Artigos 

Publicado em O Estado de S. Paulo. 25/01/1993

A relação entre crescimento e democracia

John F. Helliwell, economista de Harvard, estudando a conexão entre crescimento econômico e regime político, se propôs a responder uma das mais complexas questões do campo das ciências sociais: é melhor que as reformas econômicas sejam feitas antes da democratização – como na China – ou que a democracia se instale antes das reformas – como nas ex-repúblicas soviéticas?

Para esclarecer essa intricada relação, o autor utilizou dados de 125 países que apresentaram diferentes níveis de crescimento e democratização entre 1960/85 (Helliwell, J.F., Empirical Linkages between Democracy and Economic Growth, 1992). Ele mediu o nível de crescimento pelo PIB per capita (ajustado pelo seu respectivo poder de compra) e o nível de democratização pelo índice de Gastil que se baseia na quantidade de direitos civis e políticos dos países considerados.

Os dados mostram que uma elevação de 10% no crescimento econômico corresponde a um acréscimo de 2% na democracia. Usando uma artilharia metodológica rigorosa, o autor apresenta evidências segundo as quais é mais freqüente a seqüência do crescimento para a democracia do que da democracia para o crescimento. Ele chama a atenção para o fato de serem muito comuns certos períodos de aceleração seguidos de desaceleração do crescimento, toda vez que o país em questão, partindo de um nível de renda baixo e desigual, entra precipitadamente na democracia.

São constatações que nos põem a pensar. O próprio autor recomentda uma certa cautela. Afinal, a literatura sobre esse assunto tem mostrado três tendências antagônicas. A primeira, defendendo que o crescimento acelerado requer a implementação de reformas econômicas duras, o que só pode ser feito em um regime autoritário. A segunda, contrariamente, argumentando que a democracia é capaz de promover o crescimento, com a ventagem de estimular a redistribuição da renda e a expansão da economia. A terceira, sustentando não haver nenhuma relação entre crescimento e democracia.

Examinando-se com cuidado os 125 países estudados por Helliwell, verifica-se haver exemplos para as três posições acima indicadas. Mas os dados lhe dão razão para apontar à seqüência do crescimento para a democracia como a mais freqüente.

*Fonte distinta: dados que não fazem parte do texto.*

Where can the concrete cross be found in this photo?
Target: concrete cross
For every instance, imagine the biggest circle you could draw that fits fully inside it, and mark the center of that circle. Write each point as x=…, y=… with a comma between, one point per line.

O que dizer do caso brasileiro? O Brasil dos anos 60 partiu de um nível de renda baixo e desigual. Acelerou velozmente o crescimento ao longo dos anos 70. Entrou na democracia na década de 80. E mergulhou na atual recessão logo em seguida. Nosso país ilustra as duas conclusões do autor ao afirmar que reformas econômicas levam ao crescimento e democratização precipitada desacelera o crescimento.

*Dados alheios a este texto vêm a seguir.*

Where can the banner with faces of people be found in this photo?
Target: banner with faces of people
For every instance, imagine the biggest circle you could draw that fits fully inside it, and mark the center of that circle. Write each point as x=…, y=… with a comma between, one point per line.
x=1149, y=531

Mas seria o regime democrático o responsável por essa desaceleração? Seria a democracia um luxo reservado apenas às nações que chegaram a um alto nível de renda e baixa desigualdade antes de começar a jogar o jogo democrático?

A relação entre democracia e crescimento não pode ser reduzida a simplificações. A história tem evidenciado uma extrema complexidade nesse campo. Crescem as evidências, sem dúvida, de que em um regime democrático reformas econômicas ortodoxas que cortam subsídios, reduzem incentivos, liberam preços, estimulam a exportação e abrem a economia para todos os lados, ainda que necessárias, geram custos sociais tão altos que acabam pondo em risco a continuidade da democracia ou do próprio crescimento.

Para tais reformas vingarem e amadurecerem, a tolerância a esses custos sociais depende fundamentalmente da complacência da sociedade e, em especial, dos trabalhadores organizados. Quando se aceitam os sacrifícios impostos por esse modelo reformista, as reformas prosseguem. Mas, quando a paciência acaba, o descontentamento se generaliza – pois a democracia garante a mais ampla expressão -, tornando os custos sociais intoleráveis e exigindo o abandono da ortodoxia econômica.

Esse parece ser o caso do Brasil neste momento. A nossa incipiente democracia combinou-se com a liberdade de expressão de toda a sociedade, inclusive de trabalhadores altamente organizados nos setores estratégicos. A ortodoxia do modelo reformista – tolerada no inicio – deixou de contar com a complacência social e com a tolerância dos políticos no momento em que seus custos se exacerberam. Nesse ínterim, o governo central trocou de comando e a nova onda passou a ser a de humanizar as reformas, afrouxando o cinto e reformulando o conceito de modernização.

Usando a lógica de Helliwell, o Brasil terá pouca chance de retomar o crescimento se não promover as reformas econômicas então planejadas. Resta saber se ele conseguirá preservar a democracia. Isso, só a história dirá.